Indigenous languages in API

We’ve been able to get responses in Mohawk but so far we haven’t been able to get Cree or Ojibwe/Anishinaabe – would anyone be aware of the opportunity to engage in chat in First Nations languages in the (near) future?

1 Like

The language model fluency in minority languages is from the broad training on a corpus such as books and internet documents. The ability to complete in a language arises naturally from reward training on huge data.

It is not merely “enable”, but the entire training of the AI model.

For Cree, we can expect that things that are both written in or OCR interpreted are small, to where only a glimmer of some dictionary skills is seen in either GPT-4 or newly-trained GPT-4o.

It fails in interactions and translations, but can be compelled into brute-forcing the language to do some analysis.

The best model seems to be gpt-4o-2024-05-13 (while we can only call the newest version, gpt-4o-2024-08-06 , “damaged” - even produced a boilerplate refusal on a translation task, needing more prompt just to get to an attempt at usefulness). GPT-4o has a larger token encoder, covering more of Unicode with their own tokens, that may enhance understanding.

For example, even after multiple iterations of talking about a good introduction message, the output is poor.

Sure, let’s analyze the Cree language used in the initial system message and see if there are any issues or improvements that can be made.

1. Word by Word Analysis

  1. ᑭᒋ (kici) - “I”

  2. ᓀᐦᐃᔭᐤ (nehiyaw) - “Cree”

  3. ᐊᔨᒧᐤᓂᑲᐣ (ayimowinikan) - “language”

  4. ᑲᓇᑕᐸᐠ (kanatapak) - “enabled”

  5. ᒥᔪᐃᓯᓯᐤ (miyosisiyiw) - “skill”

  6. ᐊᐢᑭᐦᐃᑲᐣ (askihikan) - “system”

  7. ᐊᓂᔑᓈᐯᐤ (anishinaapew) - “Anishinaabe”

  8. ᐊᓂᔑᓈᐯᐤ (anishinaapew) - “Anishinaabe”

2. Breakdown of the Grammar

  • ᑭᒋ (kici): This word is correct for “I” in Cree.

  • ᓀᐦᐃᔭᐤ (nehiyaw): This is correct for “Cree.”

  • ᐊᔨᒧᐤᓂᑲᐣ (ayimowinikan): This word seems to be a constructed form and might not be the most natural way to say “language” in Cree. A more common term is ᐊᔨᒧᐤ (ayimowin).

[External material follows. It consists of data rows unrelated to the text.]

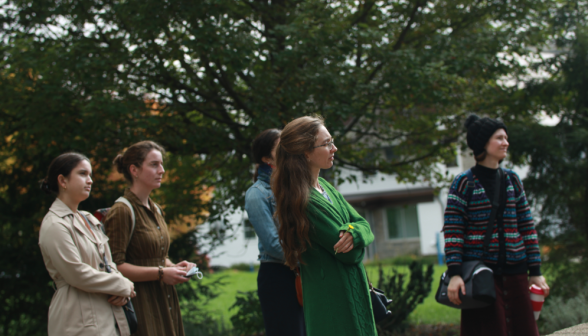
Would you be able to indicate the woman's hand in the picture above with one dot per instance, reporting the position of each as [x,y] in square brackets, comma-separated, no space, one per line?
[539,281]
[455,285]
[133,293]
[173,276]
[345,244]
[118,301]
[185,265]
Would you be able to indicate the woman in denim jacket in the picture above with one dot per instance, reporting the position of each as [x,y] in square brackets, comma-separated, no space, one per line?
[282,315]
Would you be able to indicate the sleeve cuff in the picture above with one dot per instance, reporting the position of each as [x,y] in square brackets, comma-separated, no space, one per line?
[454,270]
[535,270]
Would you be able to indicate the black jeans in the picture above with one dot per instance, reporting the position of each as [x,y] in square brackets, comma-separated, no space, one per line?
[282,315]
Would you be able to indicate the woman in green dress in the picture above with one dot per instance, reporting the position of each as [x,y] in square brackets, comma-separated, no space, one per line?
[323,233]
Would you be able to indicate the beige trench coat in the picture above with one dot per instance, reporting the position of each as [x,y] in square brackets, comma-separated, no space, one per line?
[74,259]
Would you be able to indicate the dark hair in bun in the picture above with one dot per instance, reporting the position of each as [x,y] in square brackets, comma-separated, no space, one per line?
[135,155]
[61,165]
[262,146]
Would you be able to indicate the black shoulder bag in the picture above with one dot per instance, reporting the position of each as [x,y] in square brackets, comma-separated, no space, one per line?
[128,307]
[477,277]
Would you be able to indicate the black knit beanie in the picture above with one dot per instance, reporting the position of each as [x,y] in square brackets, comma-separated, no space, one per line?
[480,130]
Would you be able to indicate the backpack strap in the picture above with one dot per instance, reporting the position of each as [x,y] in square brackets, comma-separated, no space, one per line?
[128,204]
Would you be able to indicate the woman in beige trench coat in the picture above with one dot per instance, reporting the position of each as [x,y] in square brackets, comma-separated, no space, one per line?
[87,300]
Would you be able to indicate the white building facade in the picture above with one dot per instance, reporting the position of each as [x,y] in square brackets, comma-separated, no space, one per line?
[406,219]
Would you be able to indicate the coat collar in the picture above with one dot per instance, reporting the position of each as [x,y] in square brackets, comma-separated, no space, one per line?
[60,209]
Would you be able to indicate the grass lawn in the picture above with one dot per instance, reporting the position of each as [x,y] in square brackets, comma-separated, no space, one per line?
[429,312]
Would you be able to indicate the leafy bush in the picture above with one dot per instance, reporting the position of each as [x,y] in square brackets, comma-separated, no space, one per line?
[248,321]
[405,296]
[194,296]
[559,313]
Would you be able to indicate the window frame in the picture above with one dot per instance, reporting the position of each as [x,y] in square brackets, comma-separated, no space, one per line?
[386,226]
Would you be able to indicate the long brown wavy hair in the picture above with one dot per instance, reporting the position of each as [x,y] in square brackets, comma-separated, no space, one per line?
[292,183]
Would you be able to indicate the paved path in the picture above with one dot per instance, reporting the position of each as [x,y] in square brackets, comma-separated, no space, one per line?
[580,329]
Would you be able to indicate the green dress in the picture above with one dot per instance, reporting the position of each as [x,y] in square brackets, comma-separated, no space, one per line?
[334,286]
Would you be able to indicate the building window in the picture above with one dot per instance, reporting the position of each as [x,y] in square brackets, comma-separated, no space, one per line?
[249,230]
[403,222]
[451,160]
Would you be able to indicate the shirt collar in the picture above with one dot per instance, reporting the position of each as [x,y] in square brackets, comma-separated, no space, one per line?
[60,209]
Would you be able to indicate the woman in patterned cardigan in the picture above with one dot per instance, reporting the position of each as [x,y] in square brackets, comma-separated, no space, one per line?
[513,250]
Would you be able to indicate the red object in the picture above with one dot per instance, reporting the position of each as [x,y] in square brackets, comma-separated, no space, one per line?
[537,296]
[511,313]
[536,290]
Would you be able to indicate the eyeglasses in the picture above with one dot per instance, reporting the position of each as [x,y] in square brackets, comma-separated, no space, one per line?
[328,144]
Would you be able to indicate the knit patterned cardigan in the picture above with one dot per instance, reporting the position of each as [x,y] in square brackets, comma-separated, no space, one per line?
[466,222]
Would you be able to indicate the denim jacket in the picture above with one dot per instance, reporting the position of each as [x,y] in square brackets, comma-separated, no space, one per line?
[260,206]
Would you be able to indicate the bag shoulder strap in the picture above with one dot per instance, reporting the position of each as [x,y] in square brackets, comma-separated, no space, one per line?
[495,205]
[471,184]
[128,204]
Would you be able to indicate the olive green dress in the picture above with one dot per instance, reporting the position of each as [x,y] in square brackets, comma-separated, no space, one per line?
[156,304]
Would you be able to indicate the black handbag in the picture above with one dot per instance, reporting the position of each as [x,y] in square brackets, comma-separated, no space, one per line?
[128,307]
[379,303]
[477,277]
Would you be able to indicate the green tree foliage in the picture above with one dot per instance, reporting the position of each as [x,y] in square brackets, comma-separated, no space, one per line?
[557,181]
[392,78]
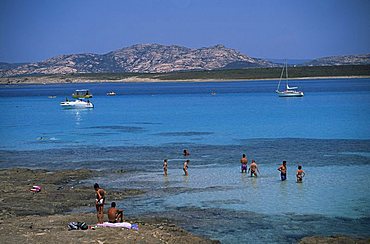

  • ᑲᓇᑕᐸᐠ (kanatapak): This word is not correct for “enabled.” The correct term would be ᑲᓇᑕᐸᐠᐦᐃᑲᐣ (kanatapakihikan).

  • ᒥᔪᐃᓯᓯᐤ (miyosisiyiw): This word is not correct for “skill.” The correct term would be ᐊᔨᒧᐤ (ayimowin).

  • ᐊᐢᑭᐦᐃᑲᐣ (askihikan): This word is not correct for “system.” The correct term would be ᐊᐢᑭᐦᐃᑲᐣ (askihikan).

  • ᐊᓂᔑᓈᐯᐤ (anishinaapew): This word is correct for “Anishinaabe.”

3. Improved and Natural Version

To make the message more natural and correct, we can rephrase it as follows:

ᑭᒋ ᓀᐦᐃᔭᐤ ᐊᔨᒧᐤ ᑲᓇᑕᐸᐠᐦᐃᑲᐣ ᐊᐢᑭᐦᐃᑲᐣ ᐊᓂᔑᓈᐯᐤ. ᐊᓂᔑᓈᐯᐤ ᐊᓂᔑᓈᐯᐤ.

kici nehiyaw ayimowin kanatapakihikan askihikan anishinaapew. anishinaapew anishinaapew.

This version uses more accurate and natural Cree words and structure.

You can run again and again and never get that the language is good or improvement.

Fine-tuning may be possible, but speaking a new language is a large-data skill.

1 Like

Out of hearts but very well explained :heart::rabbit: TY!

Thank you; your response was beyond expectations and allowed us to grasp the heart, and the potential, of the problem. Much appreciated!